(octubre 2007)
Las relaciones no iban bien. Muchos enfrentamientos, muchos malentendidos… No era un secreto, hacía bastante tiempo que no se sentía bien dentro de su propio partido. Y lo había dejado patente manifestándose en contra de varias acciones llevadas a cabo por su grupo político. Por fin se liberó e hizo pública su decisión. La ex eurodiputada socialista Rosa Díez se ha desecho de su carné de militante y se ha ‘divorciado’ de su partido. Ha habido terceras personas –y partidos- de por medio. Quiere hacer una nueva vida alejada del partido al que estuvo vinculada los últimos 30 años y formará junto al filósofo Savater y otros tantos desencantados de la política uno nuevo, de ámbito estatal, que nace con el propósito de ser una alternativa. Como sucede en algunas rupturas matrimoniales, los cónyuges no paran de hacerse ‘putadas’. Díez se marcha pero intentará robar votos sobre todo a los socialistas, porque la línea ideológica de ‘Unión, Progreso y Democracia’ se asemeja más a la de su ex partido.
Por lo menos, lo intentará, pero será difícil que se haga un hueco de importancia en el panorama político actual dado nuestro sistema electoral vigente. Fruto del contexto específico de la Transición, favorece claramente a los dos partidos políticos más relevantes. Esto se convierte en una enfermedad crónica: sería difícil pensar que los dos partidos con más peso en nuestro sistema en algún momento estén dispuestos a perder parte de su poder en beneficio de los más pequeños. De todas formas, el surgimiento de un nuevo partido en una Democracia tiene que verse siempre con buenos ojos. La pluralidad y la diversidad de ideologías y pensamientos se ven ampliadas y nuestro sistema se enriquece.

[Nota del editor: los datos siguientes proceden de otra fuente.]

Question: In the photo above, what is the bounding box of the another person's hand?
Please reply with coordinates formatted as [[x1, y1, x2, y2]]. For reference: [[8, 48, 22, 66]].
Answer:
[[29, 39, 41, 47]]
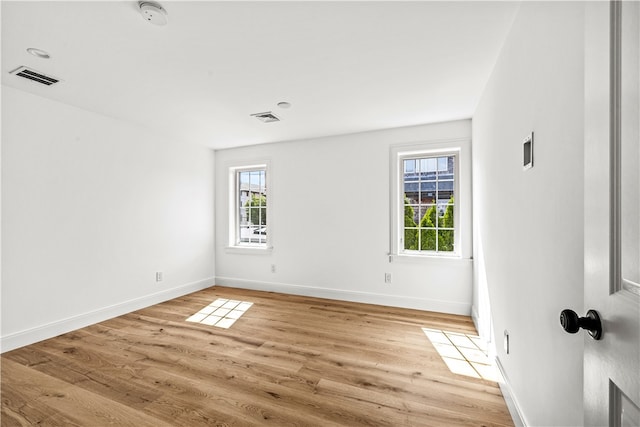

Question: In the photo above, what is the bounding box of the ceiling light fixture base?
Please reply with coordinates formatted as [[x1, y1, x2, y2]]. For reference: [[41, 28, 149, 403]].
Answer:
[[138, 1, 169, 25]]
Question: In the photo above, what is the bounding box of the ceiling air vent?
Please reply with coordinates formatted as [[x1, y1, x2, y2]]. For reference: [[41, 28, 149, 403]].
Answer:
[[251, 111, 280, 123], [11, 66, 60, 86]]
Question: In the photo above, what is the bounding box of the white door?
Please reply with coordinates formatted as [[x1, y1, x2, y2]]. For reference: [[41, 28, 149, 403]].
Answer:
[[583, 1, 640, 426]]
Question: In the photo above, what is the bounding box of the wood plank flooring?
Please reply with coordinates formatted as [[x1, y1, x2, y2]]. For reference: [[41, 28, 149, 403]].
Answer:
[[1, 287, 513, 427]]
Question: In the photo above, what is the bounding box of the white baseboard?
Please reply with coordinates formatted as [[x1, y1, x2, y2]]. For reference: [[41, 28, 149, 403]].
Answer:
[[216, 277, 471, 316], [0, 277, 214, 353], [495, 357, 527, 427], [471, 305, 480, 332]]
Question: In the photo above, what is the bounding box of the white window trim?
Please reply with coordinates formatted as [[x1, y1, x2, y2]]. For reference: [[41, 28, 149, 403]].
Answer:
[[226, 160, 273, 255], [389, 138, 472, 262]]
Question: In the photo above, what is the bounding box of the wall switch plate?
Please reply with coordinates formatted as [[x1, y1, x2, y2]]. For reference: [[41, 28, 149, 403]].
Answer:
[[522, 132, 533, 170]]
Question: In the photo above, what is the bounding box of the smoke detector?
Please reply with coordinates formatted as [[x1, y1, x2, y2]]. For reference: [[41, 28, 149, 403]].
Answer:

Rehacer la vida tras una ruptura traumática es complicado. Aunque no se vea la salida por ningún sitio, sin esperarlo, pronto vendrá aquello con lo que volver a ser feliz. Y hay veces que surgen varios pretendientes. Los dirigentes de ‘Ciutadans, partido de la Ciudadanía’ están disputando una carrera contrarreloj para tratar de llevarse al huerto al nuevo partido y formar una lista única que se presentará a las generales. ‘Ciutadans’ fue un claro ejemplo de la necesidad de cambiar la situación de la política en Cataluña. Surgido de la plataforma cívica creada por varios intelectuales catalanes, y abanderado por Albert Rivera –que promocionó el partido como Dios lo trajo al mundo-, dio la sorpresa en las pasadas elecciones autonómicas catalanas al conseguir tres escaños. Lo de mi tocayo es algo insólito. Según lo que he podido escuchar o leer sobre él me parece –y esto si que es raro- sensato y coherente.
Pero hay algunos que lamentablemente no conocen la fórmula más nutritiva y cuecen –odio-, pero no enriquecen. Siempre son los mismos. Un grupo de nacionalistas catalanes, de los radicales, han enviado una misiva al presidente de ‘Ciutadans’, en la que lo amenazan de muerte mostrando una foto suya con una bala real sobre la frente. El ‘conmigo o contra mí’ es una máxima que muchos sostienen firmemente, y que no necesariamente se percibe en la lejanía.